Introduction

What is The New Yorker? I know it’s a great magazine and that it’s a tremendous source of pleasure in my life. But what exactly is it? This blog’s premise is that The New Yorker is a work of art, as worthy of comment and analysis as, say, Keats’s “Ode on a Grecian Urn.” Each week I review one or more aspects of the magazine’s latest issue. I suppose it’s possible to describe and analyze an entire issue, but I prefer to keep my reviews brief, and so I usually focus on just one or two pieces, to explore in each the signature style of its author. A piece by Nick Paumgarten is not like a piece by Jill Lepore, and neither is like a piece by Ian Frazier. One could not mistake Collins for Seabrook, or Bilger for Galchen, or Mogelson for Kolbert. Each has found a style, and it is that style that I respond to as I read, and want to understand and describe.

Saturday, March 22, 2025

March 17, 2025 Issue

I’m enjoying The New Yorker’s “Takes” series. This week, Louisa Thomas revisits John Updike’s “Hub Fan’s Bid Kid Adieu” (October 22, 1960). It’s a wonderful celebration of this brilliant piece on Ted Williams’ last game, in which, in his last at-bat, he hits a homerun. Updike describes it:

Fisher, after his unsettling wait, was wide with the first pitch. He put the second one over, and Williams swung mightily and missed. The crowd grunted, seeing that classic swing, so long and smooth and quick, exposed, naked in its failure. Fisher threw the third time, Williams swung again, and there it was. The ball climbed on a diagonal line into the vast volume of air over center field. From my angle, behind third base, the ball seemed less an object in flight than the tip of a towering, motionless construct, like the Eiffel Tower or the Tappan Zee Bridge. It was in the books while it was still in the sky. Brandt ran back to the deepest corner of the outfield grass; the ball descended beyond his reach and struck in the crotch where the bullpen met the wall, bounced chunkily, and, as far as I could see, vanished.

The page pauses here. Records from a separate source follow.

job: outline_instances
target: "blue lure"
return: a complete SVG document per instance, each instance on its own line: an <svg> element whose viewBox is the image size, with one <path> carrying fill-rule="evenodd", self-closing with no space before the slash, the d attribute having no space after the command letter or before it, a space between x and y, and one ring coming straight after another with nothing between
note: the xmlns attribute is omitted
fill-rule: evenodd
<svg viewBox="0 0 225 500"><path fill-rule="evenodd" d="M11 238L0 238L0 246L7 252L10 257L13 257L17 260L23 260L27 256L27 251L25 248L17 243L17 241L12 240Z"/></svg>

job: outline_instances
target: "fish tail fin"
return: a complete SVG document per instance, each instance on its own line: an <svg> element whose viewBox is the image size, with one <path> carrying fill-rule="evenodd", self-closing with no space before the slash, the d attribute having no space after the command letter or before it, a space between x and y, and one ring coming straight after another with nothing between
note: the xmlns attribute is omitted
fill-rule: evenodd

I love that “It was in the books while it was still in the sky.” And I love what Thomas does with it in her piece:

“It was in the books while it was still in the sky,” Updike wrote, and it is still in the sky, sixty-five years later, because of the arresting vividness of his depiction. 

Yes, exactly. Updike did what all great artists do. He caught and preserved the moment.